Nuro partners with CVS to test autonomous prescription deliveries
In brief: The Covid-19 pandemic has introduced plenty of challenges into our day-to-day lives. Tasks that were once routine, such as making a run to the grocery store, are now more complex and risky than ever. To avoid these headaches, consumers are increasingly relying on delivery services to do the heavy lifting for them (while also boosting safety).
Human-handled grocery delivery services are great for food, clothing, toiletries, and other household necessities, but in the current health climate, they may not work so well for more sensitive payloads, such as prescription medications. Fortunately, that’s where Nuro’s latest partnership with CVS Pharmacy comes in.
For those who don’t know, Nuro is a self-driving vehicle company that develops autonomous delivery solutions for various companies, including the likes of Domino’s, Fry’s, and Kroger. It seems the company is ready to expand beyond food and grocery delivery, and turn its sights toward the health industry.
Starting in June, select residents of Houston, Texas, can begin ordering their prescriptions for delivery through CVS’ website or official Pharmacy app at no cost. Once an order is placed, Nuro’s self-driving fleet of Prius vehicles will transport the medication to an individual’s doorstep within three hours.
By avoiding the human component in the delivery process, Nuro hopes to reduce security and health risks for CVS customers.
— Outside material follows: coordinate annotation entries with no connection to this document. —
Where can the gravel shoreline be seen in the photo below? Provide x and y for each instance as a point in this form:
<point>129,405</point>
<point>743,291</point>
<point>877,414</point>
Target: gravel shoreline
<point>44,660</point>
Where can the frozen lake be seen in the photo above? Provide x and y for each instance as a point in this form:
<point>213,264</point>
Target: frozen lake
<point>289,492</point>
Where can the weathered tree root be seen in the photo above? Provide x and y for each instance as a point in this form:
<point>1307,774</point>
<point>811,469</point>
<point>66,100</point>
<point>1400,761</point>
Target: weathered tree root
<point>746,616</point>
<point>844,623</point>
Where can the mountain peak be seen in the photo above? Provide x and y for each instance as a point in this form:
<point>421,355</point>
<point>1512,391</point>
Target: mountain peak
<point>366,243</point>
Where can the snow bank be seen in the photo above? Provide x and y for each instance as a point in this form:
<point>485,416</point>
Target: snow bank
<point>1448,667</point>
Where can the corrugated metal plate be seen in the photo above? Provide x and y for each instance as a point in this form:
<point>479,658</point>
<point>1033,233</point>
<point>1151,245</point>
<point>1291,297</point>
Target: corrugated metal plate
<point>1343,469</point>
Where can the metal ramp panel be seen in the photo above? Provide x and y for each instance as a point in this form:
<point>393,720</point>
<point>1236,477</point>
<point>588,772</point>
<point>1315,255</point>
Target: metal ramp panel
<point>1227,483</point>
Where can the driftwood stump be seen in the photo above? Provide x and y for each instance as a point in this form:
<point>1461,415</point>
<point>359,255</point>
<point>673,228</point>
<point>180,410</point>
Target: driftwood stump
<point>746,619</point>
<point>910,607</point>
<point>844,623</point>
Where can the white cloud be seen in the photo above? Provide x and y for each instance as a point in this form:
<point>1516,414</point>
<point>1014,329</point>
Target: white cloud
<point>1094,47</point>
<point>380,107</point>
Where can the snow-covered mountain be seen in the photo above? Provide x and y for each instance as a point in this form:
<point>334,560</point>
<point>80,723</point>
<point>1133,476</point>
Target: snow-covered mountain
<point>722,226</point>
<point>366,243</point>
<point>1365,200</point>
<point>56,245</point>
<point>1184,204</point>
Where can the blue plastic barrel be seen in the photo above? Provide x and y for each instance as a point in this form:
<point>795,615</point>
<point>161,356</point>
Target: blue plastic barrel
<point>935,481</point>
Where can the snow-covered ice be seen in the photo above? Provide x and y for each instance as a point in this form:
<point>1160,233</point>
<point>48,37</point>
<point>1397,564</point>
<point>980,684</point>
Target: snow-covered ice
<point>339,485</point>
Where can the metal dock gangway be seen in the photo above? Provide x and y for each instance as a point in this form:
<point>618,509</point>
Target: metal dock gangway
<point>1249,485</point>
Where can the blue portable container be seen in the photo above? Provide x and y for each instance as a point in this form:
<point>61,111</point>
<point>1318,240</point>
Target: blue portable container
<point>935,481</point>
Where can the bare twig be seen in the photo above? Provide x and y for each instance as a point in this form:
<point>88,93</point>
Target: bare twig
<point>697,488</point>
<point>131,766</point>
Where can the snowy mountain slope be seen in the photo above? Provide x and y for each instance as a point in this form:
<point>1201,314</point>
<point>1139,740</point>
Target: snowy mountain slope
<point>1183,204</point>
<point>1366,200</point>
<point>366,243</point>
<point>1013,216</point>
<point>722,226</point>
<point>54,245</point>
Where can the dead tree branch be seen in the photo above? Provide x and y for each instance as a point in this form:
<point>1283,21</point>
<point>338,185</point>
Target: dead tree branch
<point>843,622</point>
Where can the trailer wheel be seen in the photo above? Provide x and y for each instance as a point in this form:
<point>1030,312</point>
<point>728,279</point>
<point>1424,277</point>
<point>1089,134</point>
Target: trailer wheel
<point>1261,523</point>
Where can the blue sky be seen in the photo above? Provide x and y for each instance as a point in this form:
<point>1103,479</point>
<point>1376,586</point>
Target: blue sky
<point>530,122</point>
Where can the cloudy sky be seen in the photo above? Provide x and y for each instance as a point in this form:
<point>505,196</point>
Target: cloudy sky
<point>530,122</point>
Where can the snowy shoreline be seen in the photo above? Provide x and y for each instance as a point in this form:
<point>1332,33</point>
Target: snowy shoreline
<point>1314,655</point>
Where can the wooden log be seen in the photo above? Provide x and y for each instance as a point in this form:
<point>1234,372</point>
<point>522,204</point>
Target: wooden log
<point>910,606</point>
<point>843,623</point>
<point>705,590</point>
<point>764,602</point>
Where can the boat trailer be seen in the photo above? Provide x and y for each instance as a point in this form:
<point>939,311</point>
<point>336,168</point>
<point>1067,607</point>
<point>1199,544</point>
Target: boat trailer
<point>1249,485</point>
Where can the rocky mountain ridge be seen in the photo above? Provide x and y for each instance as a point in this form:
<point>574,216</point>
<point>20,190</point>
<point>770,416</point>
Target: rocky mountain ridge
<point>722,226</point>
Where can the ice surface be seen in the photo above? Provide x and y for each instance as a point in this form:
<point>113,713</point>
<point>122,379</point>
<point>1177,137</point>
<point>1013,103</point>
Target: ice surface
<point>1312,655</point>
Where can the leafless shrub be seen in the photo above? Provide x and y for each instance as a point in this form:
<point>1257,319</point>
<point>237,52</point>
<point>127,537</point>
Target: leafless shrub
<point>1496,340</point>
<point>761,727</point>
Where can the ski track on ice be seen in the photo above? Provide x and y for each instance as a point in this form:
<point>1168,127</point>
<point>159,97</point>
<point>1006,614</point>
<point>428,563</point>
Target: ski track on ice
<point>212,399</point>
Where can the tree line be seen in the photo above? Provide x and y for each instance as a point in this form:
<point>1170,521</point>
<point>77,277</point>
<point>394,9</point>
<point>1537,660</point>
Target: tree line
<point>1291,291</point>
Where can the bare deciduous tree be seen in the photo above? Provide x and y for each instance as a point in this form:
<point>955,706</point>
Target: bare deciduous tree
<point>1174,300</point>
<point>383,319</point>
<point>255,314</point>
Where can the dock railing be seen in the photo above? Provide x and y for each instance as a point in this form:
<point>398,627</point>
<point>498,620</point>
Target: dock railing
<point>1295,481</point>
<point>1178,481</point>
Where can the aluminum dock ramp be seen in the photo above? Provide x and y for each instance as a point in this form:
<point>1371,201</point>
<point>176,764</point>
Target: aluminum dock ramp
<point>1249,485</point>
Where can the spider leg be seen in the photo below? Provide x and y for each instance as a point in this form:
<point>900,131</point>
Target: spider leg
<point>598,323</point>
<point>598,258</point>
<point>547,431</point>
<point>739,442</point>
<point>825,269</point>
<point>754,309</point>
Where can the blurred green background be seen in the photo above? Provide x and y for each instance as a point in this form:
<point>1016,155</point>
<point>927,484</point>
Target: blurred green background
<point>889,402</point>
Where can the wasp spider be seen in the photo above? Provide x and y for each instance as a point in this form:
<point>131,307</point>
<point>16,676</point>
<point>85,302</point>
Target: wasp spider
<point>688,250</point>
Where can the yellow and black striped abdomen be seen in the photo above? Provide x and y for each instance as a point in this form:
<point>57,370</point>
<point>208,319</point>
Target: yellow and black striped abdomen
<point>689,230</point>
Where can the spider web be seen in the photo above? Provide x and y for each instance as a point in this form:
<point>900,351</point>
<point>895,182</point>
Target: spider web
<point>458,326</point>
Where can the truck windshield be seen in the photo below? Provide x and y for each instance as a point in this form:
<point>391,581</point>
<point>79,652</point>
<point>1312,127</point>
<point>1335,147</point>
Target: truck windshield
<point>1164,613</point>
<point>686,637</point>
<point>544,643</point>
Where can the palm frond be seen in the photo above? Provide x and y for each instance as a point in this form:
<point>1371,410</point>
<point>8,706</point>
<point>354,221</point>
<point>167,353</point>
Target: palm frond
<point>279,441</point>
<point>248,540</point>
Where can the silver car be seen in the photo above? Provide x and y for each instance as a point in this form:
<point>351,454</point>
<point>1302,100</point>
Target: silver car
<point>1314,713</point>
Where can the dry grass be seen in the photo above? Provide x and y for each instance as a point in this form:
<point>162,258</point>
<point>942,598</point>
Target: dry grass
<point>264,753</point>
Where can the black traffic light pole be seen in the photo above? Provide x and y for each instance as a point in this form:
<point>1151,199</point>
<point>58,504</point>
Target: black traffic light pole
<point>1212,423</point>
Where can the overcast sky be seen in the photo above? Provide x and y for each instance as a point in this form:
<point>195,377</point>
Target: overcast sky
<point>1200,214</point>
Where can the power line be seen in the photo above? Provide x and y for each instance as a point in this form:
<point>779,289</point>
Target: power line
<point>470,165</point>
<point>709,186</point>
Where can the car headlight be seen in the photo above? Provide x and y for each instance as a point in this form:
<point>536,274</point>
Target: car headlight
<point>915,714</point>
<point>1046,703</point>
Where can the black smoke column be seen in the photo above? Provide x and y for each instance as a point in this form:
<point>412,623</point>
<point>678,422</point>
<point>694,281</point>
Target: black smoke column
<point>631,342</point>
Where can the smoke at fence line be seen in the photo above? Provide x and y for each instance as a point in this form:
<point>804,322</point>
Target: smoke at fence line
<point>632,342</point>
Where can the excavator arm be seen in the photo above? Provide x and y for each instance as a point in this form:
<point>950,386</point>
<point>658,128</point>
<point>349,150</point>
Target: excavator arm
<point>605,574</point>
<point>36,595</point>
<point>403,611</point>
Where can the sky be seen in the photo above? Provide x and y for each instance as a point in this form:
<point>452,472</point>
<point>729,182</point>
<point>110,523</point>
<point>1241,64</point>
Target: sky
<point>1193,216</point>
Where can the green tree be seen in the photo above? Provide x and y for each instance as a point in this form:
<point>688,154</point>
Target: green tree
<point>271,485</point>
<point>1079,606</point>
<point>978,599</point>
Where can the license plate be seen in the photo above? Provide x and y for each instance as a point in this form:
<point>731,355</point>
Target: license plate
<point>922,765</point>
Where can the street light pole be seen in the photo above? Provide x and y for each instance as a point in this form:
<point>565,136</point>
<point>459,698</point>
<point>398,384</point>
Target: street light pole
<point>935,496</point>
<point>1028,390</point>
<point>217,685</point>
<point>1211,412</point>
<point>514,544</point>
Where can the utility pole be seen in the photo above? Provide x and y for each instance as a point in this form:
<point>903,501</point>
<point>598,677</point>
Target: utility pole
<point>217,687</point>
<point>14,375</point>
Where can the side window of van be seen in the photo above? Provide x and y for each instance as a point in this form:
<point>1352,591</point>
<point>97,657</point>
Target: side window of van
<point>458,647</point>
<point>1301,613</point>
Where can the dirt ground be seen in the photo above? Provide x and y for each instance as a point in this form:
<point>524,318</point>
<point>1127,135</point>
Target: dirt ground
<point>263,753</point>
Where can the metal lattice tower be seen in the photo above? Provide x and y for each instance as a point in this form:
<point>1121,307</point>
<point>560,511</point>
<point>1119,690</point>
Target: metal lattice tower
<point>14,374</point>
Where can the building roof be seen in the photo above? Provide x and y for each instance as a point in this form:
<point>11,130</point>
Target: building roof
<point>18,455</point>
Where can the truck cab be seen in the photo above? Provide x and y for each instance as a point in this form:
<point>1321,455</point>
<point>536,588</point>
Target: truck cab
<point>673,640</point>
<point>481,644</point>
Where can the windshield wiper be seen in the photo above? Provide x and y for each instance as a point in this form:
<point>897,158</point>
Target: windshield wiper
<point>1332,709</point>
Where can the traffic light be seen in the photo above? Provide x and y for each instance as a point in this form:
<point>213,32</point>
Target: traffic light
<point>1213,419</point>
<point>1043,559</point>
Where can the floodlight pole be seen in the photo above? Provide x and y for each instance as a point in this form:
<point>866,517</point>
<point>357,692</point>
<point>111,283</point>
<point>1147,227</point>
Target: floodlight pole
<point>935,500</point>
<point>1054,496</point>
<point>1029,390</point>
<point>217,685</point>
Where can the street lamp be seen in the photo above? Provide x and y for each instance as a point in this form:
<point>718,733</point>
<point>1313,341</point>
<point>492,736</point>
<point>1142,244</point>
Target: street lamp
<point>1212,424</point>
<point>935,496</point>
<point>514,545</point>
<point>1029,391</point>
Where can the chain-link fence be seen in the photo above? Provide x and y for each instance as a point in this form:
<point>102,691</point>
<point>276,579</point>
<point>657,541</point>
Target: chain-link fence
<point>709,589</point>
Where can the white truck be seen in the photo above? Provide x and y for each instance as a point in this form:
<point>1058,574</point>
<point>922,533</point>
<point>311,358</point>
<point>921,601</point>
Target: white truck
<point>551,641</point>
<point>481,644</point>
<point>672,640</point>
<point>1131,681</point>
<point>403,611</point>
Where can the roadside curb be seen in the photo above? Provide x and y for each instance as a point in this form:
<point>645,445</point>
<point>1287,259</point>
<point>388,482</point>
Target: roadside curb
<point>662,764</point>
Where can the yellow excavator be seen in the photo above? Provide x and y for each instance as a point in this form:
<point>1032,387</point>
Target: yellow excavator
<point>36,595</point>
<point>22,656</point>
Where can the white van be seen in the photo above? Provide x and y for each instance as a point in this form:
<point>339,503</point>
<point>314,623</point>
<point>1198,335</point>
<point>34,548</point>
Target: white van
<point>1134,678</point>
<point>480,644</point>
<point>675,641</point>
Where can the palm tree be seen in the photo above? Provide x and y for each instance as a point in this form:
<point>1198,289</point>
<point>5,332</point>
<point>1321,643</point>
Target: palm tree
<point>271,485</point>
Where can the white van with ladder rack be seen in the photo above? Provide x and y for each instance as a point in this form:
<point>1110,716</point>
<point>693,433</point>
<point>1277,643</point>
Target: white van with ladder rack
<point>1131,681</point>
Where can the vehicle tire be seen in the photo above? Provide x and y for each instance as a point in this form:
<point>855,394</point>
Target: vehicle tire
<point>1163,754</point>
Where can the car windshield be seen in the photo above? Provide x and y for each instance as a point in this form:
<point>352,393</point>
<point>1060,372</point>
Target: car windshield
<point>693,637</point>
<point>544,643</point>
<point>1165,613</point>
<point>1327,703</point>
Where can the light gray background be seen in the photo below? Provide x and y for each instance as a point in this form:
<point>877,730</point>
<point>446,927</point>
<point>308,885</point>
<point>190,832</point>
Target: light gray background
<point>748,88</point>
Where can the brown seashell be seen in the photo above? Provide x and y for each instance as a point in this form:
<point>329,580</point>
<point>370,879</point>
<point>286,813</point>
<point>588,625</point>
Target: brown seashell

Delivery recipients must confirm their identity before they can unlock their delivery from the vehicles, and since humans aren’t performing the hand-off, there’s minimal risk of Covid-19 transmission.
As per the norm for Nuro, this partnership will only use Prius vehicles for a limited time. After a few months of testing, the tech firm will start to phase the cars out and replace them with its own Nuro R2 delivery robots.
We hope Nuro’s first foray into autonomous prescription delivery is successful, and leads to a nationwide service rollout down the line. However, even if this pilot test doesn’t pan out, perhaps UPS’ will — as we reported in April, the shipping company is using its self-flying drones to deliver CVS prescriptions in Florida.